Why have we so far failed to establish genotypes of organic cation transporter genes (SLC22A1, SLC22A2, SLC47A1, SLC47A2) as validated predictors of pharmacokinetics and clinical response to metformin in patients? Possibly, the effects of single genetic polymorphisms in transporter genes are too small against a noisy background caused by environmental factors, age, gender, and co-morbidities. In fact, in a study of young female patients with PCOS who presumably had few co-morbidities (i.e. with more tight control of non-genetic covariates), the SLC22A1 genotype was found to be a significant determinant of lipid and insulin responses to metformin (Citation46).

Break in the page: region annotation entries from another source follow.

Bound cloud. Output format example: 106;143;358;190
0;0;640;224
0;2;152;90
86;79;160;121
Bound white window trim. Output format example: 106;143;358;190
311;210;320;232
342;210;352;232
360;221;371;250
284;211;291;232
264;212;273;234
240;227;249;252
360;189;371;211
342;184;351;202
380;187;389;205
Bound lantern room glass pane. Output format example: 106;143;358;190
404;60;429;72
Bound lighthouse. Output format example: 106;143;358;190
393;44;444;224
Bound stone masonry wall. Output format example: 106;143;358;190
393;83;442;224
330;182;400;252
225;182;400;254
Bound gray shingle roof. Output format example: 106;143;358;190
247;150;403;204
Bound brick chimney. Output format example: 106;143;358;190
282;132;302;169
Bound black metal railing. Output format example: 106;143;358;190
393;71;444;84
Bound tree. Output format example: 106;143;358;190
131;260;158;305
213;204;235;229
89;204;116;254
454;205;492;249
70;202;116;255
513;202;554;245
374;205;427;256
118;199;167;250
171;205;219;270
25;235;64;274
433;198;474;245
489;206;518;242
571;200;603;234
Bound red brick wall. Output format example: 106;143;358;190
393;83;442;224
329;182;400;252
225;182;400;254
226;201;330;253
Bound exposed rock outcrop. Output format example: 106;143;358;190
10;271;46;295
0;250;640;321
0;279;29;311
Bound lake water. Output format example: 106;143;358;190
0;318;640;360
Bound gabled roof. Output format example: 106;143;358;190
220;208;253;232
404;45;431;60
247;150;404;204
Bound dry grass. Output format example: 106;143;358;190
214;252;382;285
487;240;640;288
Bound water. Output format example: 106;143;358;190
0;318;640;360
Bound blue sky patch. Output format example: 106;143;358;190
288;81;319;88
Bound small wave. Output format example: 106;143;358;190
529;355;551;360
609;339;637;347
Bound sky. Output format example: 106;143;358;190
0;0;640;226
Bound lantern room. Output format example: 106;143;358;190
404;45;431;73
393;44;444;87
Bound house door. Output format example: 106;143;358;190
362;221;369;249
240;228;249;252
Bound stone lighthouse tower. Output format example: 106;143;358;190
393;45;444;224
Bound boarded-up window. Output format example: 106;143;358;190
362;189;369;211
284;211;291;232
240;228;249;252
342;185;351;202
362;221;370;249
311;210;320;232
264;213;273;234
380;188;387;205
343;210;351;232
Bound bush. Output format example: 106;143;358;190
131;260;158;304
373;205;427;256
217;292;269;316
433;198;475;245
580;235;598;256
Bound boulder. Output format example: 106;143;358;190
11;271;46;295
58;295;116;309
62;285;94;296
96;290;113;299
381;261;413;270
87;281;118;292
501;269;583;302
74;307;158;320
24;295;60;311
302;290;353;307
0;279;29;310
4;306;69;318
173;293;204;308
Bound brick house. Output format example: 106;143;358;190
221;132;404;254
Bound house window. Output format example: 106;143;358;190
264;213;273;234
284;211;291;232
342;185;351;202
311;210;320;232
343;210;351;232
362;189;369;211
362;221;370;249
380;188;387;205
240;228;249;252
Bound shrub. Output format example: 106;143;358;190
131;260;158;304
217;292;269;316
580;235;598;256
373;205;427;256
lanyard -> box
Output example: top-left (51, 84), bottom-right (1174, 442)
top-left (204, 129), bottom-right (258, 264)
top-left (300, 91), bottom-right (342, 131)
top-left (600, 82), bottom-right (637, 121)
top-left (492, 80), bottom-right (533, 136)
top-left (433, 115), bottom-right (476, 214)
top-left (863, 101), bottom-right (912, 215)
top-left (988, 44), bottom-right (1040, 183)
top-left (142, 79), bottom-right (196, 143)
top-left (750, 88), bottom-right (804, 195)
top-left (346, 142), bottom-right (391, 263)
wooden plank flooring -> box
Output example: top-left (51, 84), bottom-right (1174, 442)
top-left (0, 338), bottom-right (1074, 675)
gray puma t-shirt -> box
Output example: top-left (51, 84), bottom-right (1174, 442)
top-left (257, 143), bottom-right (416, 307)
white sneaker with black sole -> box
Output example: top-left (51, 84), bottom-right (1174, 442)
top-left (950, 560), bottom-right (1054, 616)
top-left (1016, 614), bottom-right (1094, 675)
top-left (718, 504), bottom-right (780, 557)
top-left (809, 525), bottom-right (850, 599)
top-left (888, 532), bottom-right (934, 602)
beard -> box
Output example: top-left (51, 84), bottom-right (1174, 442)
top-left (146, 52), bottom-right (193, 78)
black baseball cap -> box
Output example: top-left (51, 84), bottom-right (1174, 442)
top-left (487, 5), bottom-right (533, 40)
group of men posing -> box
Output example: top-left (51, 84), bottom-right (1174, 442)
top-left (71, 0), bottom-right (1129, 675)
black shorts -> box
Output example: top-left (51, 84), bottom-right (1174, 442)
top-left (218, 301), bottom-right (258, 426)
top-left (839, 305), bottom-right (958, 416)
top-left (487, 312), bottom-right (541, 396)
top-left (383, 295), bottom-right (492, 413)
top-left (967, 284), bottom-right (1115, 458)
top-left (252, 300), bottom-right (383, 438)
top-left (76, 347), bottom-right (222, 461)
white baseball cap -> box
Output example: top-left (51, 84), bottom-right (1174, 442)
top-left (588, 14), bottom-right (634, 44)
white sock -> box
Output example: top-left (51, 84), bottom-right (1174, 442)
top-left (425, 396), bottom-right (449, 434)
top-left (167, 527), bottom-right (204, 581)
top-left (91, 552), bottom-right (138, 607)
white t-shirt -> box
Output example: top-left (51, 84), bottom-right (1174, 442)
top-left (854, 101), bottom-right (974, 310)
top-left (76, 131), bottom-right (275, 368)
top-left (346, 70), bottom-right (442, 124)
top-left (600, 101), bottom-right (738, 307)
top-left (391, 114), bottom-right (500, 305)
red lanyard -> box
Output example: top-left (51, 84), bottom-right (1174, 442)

Estimates of the contribution of genes and environment to the variation in renal metformin clearance suggest a strong genetic influence in Caucasian and Asian populations (genetic component rGC>0.9) (Citation28,Citation29). However, caution is needed in interpretation of these data obtained from two small populations of young healthy subjects. Both studies clearly failed to reach satisfactory statistical power (Citation58). Moreover, the value of heritability applies only to the population in which it was established. Assuming a given extent of genetic control, the heritability of renal clearance of metformin tends to be larger the more uniform the tested population. Although the exact value is not known, an rGC value >0.9 certainly under-estimates the environmental component of renal metformin clearance in a general population, as indicated by calculations of Tzvetkov et al. Considering only the two non-genetic parameters kidney function and age, these parameters are explaining 42% and 9% of the variation in renal clearance of metformin, respectively (Citation42). Three decades ago, Sirtori et al. and Tucker et al. observed that renal metformin clearance is highly correlated with creatinine clearance (Citation20,Citation27). Cholestasis was also identified as an important non-genetic factor that is associated with markedly reduced OCT mRNA and protein expression in the human liver (Citation41), potentially affecting hepatic disposition of metformin.

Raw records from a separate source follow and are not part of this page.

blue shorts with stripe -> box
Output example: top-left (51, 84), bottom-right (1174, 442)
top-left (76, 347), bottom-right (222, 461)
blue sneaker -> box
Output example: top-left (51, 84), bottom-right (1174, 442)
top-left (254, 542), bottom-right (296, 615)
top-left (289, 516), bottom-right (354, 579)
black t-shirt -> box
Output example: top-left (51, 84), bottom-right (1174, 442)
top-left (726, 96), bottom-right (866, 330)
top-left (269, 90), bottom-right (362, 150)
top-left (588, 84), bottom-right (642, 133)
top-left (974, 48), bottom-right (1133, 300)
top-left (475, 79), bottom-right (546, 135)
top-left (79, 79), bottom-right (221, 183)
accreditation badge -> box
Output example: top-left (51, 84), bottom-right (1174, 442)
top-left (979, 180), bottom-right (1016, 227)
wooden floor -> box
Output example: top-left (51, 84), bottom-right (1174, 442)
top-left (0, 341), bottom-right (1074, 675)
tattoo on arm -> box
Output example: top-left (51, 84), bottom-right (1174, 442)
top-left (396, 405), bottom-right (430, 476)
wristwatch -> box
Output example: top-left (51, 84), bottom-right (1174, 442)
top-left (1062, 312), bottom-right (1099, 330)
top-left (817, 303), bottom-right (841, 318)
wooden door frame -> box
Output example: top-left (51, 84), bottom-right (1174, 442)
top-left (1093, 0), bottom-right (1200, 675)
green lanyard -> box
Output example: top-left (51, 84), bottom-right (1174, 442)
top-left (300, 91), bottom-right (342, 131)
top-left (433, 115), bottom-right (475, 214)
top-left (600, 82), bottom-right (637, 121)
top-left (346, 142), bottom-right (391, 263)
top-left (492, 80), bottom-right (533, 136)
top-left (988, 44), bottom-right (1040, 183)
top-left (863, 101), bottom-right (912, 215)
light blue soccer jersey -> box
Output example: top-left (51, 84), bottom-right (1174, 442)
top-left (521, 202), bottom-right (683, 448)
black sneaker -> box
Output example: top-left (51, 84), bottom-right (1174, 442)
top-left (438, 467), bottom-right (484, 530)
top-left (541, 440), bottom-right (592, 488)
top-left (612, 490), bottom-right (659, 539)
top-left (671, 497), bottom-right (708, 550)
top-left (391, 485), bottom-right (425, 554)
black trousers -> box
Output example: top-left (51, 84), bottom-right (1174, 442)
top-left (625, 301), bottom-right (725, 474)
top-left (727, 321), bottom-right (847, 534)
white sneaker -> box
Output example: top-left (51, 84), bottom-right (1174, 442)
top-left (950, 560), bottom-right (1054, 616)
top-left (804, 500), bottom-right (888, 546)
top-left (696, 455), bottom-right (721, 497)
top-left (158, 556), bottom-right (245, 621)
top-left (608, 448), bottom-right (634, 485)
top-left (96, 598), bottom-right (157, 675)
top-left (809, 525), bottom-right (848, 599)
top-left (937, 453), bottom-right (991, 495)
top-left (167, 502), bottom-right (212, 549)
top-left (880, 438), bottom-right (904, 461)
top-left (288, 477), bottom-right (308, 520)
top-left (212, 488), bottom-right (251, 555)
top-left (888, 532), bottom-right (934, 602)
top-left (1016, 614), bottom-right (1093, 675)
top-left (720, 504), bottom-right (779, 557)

Moreover, variations in genes other than those encoding OCTs and MATEs are likely to modulate the pharmacokinetics or response to metformin therapy. For example, some recent studies suggest a role for STK11, a molecular target gene of metformin, in the treatment response to metformin (Citation59,Citation60). Another candidate is SLC29A4, which encodes the plasma membrane monoamine transporter (PMAT). PMAT transports metformin, is expressed in human intestine, and may play a role in the intestinal absorption of metformin (Citation61). Unlike warfarin in which 40% of the variation in treatment response is due to two genes, VCORCI and CYP2C9, the pharmacogenetics of metformin seems to not be one of the few cases in which one or a few genes determines a large proportion of the variation of the response to a drug. One reason for the ‘polygenic phenotype’ of metformin pharmacokinetics may be the functional redundancy of some human transporters. Metformin is a substrate of human MATE1 and MATE2 transporters, which are expressed at the renal brush border membrane. Another example is OCT1 and OCT3, which are localized at the basolateral hepatocyte membrane (Citation41). Although OCT3 is expressed in the human liver at lower levels than OCT1, OCT3 transports metformin with a higher efficacy than OCT1 and thus may counterbalance impaired OCT1 function (Citation41).

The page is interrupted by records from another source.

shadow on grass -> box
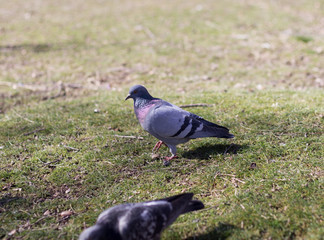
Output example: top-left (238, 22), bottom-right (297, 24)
top-left (182, 143), bottom-right (248, 160)
top-left (0, 196), bottom-right (23, 207)
top-left (186, 223), bottom-right (240, 240)
top-left (0, 44), bottom-right (53, 53)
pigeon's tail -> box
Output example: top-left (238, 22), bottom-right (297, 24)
top-left (206, 124), bottom-right (234, 138)
top-left (190, 120), bottom-right (234, 138)
top-left (162, 193), bottom-right (205, 214)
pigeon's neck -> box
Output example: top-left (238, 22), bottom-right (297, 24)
top-left (134, 98), bottom-right (161, 126)
top-left (134, 97), bottom-right (157, 109)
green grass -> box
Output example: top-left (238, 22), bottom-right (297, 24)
top-left (0, 0), bottom-right (324, 240)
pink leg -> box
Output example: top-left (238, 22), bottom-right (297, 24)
top-left (153, 141), bottom-right (164, 152)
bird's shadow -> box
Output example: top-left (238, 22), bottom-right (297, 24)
top-left (182, 143), bottom-right (248, 160)
top-left (186, 223), bottom-right (240, 240)
top-left (0, 196), bottom-right (23, 207)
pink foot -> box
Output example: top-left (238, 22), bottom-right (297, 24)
top-left (163, 155), bottom-right (177, 166)
top-left (153, 141), bottom-right (164, 152)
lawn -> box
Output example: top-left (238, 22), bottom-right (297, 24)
top-left (0, 0), bottom-right (324, 240)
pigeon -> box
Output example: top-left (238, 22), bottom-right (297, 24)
top-left (125, 85), bottom-right (234, 165)
top-left (79, 193), bottom-right (204, 240)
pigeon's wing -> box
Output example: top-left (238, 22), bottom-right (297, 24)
top-left (148, 102), bottom-right (234, 139)
top-left (148, 104), bottom-right (202, 139)
top-left (119, 201), bottom-right (172, 240)
top-left (157, 193), bottom-right (205, 225)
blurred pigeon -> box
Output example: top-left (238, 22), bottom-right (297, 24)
top-left (79, 193), bottom-right (204, 240)
top-left (125, 85), bottom-right (234, 165)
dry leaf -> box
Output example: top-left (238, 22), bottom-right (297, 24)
top-left (60, 210), bottom-right (73, 217)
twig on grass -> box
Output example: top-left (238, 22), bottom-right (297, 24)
top-left (23, 128), bottom-right (45, 136)
top-left (113, 135), bottom-right (144, 140)
top-left (179, 103), bottom-right (213, 108)
top-left (62, 144), bottom-right (80, 152)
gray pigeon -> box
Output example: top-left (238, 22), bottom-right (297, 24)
top-left (79, 193), bottom-right (204, 240)
top-left (125, 85), bottom-right (234, 165)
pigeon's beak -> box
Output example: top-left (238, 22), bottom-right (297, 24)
top-left (125, 94), bottom-right (131, 101)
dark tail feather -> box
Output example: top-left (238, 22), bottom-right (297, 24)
top-left (161, 193), bottom-right (205, 214)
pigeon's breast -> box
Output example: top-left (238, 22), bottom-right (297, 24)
top-left (135, 100), bottom-right (159, 130)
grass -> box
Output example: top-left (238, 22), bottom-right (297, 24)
top-left (0, 0), bottom-right (324, 240)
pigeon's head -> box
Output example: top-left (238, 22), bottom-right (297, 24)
top-left (125, 85), bottom-right (153, 100)
top-left (79, 224), bottom-right (121, 240)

In conclusion, investigation of polymorphisms in organic cation transporters and attempts to link the variants with the pharmacokinetics and pharmacodynamics of metformin have provided valuable information about the role of these transporters in the disposition of metformin in humans. Knowing the biology of the polymorphisms in genes defining the disposition of metformin (a prototypic cationic drug) may bring us a step closer to clinical application in terms of individualized drug therapy.

Acknowledgements

I thank MF Fromm for critical reading of the manuscript.

Declaration of interest: The author states no conflict of interest and has received no payment in preparation of this manuscript.